Sentendo quelle parole, la mia mamma smise di piangere, poi il bisnonno aggiunse: «E andrà anche in America». La mamma quasi svenne, perché in quegli anni chi andava in America non ritornava più indietro.
Mi dispiace di avere ingannato tutti, ma già dentro la pancia di mamma io cantavo, ballavo, cominciavo a fare capriole e a scalciare ogni volta che sentivo le canzoni trasmesse per radio: Maramao perché sei morto?, Ba ba baciami piccina o Mille lire al mese. Ecco perché era fallita la prova dell’anello… Comunque, aiutai la mamma a partorire, collaborai alla grande, mi spinsi fuori come una forsennata fino a strappare il cordone ombelicale. Era stato un parto doloroso sì, ma tutto sommato veloce.
Nonna Rosa invece aveva messo al mondo mio padre il 10 maggio del 1911 con un parto che fu tribolato e difficile. Nonno Antonio, a differenza delle usanze di allora che vietavano al padre di assistere, volle rimanere vicino a sua moglie durante tutto il travaglio.
Quelli appena passati erano stati anni duri per lui e la sua Rosa. Il nonno era andato in America a cercare fortuna ed era ritornato più povero di prima. La nonna era rimasta a Vaglie da sola con la piccola Caterina e il ricordo doloroso di un bambino morto dopo qualche mese di vita, Zefirino.

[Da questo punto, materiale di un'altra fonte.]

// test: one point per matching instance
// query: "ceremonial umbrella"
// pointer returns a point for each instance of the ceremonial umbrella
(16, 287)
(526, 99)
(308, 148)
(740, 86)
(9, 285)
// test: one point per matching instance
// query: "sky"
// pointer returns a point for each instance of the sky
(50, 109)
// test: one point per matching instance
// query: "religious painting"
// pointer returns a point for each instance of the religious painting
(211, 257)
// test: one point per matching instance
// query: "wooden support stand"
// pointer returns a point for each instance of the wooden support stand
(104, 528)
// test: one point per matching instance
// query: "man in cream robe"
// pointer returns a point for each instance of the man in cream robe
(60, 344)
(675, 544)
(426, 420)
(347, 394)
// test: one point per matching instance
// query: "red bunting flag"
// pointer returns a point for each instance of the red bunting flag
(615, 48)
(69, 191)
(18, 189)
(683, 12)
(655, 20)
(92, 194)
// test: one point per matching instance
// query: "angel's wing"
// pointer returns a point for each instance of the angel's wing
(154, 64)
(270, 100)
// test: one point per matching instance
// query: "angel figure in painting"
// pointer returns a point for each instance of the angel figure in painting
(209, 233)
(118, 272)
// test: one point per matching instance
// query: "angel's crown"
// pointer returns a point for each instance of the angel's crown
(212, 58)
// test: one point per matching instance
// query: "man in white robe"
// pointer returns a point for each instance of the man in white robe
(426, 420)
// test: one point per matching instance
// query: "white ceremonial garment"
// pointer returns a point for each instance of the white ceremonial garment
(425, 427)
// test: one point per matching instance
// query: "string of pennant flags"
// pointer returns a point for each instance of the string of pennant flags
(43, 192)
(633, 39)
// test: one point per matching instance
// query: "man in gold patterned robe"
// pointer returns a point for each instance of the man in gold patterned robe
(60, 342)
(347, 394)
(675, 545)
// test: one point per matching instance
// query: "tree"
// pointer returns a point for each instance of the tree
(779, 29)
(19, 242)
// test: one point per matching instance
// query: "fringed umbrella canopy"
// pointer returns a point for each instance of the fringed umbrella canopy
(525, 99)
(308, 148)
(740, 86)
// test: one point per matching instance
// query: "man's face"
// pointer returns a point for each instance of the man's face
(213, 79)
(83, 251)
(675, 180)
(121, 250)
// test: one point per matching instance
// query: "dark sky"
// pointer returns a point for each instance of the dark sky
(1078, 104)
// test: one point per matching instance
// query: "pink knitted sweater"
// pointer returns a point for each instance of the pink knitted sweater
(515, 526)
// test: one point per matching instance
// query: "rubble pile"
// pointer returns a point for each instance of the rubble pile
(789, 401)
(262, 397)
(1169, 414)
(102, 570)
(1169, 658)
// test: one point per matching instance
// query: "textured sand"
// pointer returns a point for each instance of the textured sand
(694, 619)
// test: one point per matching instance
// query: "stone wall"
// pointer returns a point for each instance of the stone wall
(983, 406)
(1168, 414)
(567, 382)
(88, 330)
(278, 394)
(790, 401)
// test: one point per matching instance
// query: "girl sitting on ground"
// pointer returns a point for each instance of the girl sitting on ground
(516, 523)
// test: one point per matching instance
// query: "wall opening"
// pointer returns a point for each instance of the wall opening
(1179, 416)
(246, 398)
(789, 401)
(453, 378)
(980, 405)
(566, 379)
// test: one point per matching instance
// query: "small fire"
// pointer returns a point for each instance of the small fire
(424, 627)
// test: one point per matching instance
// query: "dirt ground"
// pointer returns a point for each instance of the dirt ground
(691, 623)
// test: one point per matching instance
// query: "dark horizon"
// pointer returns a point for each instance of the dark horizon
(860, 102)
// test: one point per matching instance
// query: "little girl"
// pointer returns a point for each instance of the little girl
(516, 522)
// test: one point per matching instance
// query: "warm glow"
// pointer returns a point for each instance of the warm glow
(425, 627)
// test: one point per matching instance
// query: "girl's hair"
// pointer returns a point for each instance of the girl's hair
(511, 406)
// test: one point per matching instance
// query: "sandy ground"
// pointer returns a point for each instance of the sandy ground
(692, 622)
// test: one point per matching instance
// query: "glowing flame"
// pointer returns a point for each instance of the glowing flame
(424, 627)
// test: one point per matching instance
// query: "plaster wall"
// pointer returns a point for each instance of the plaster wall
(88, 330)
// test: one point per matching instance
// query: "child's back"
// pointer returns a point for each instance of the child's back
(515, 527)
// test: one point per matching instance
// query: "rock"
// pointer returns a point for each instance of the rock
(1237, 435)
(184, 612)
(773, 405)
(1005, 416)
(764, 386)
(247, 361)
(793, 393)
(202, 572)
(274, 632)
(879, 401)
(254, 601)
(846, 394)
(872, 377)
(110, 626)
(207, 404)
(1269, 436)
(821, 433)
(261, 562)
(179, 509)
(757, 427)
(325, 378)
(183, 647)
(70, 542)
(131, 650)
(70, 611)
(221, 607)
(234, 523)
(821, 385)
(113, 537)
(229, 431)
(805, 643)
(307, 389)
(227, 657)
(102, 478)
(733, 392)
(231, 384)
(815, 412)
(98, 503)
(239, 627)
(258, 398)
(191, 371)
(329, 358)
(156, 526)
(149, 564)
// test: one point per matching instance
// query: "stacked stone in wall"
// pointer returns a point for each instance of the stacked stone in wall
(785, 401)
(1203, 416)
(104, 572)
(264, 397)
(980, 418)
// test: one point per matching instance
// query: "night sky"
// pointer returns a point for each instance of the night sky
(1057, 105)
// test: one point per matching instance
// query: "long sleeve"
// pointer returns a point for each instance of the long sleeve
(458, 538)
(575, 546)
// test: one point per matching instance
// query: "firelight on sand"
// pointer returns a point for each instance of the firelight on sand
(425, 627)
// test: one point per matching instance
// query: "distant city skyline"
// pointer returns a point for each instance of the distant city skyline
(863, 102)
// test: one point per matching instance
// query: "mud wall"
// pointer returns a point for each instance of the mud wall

«Ti giuro, moglie, che tornerò dall’America con un po’ di soldi per farti una casetta tutta tua. E assieme cercheremo di dimenticare il dolore per la scomparsa del nostro bambino» le aveva detto prima di partire.
Mentre assisteva alla nascita di questa nuova creatura, si augurava che fosse maschio affinché Rosa s’illudesse di avere fatto tornare Zefirino e trovasse finalmente un po’ di pace e di consolazione. Anche perché lui, dal canto suo, si rammaricava fino alle lacrime per non aver potuto mantenere la sua promessa e la casa era rimasta solo un bel sogno.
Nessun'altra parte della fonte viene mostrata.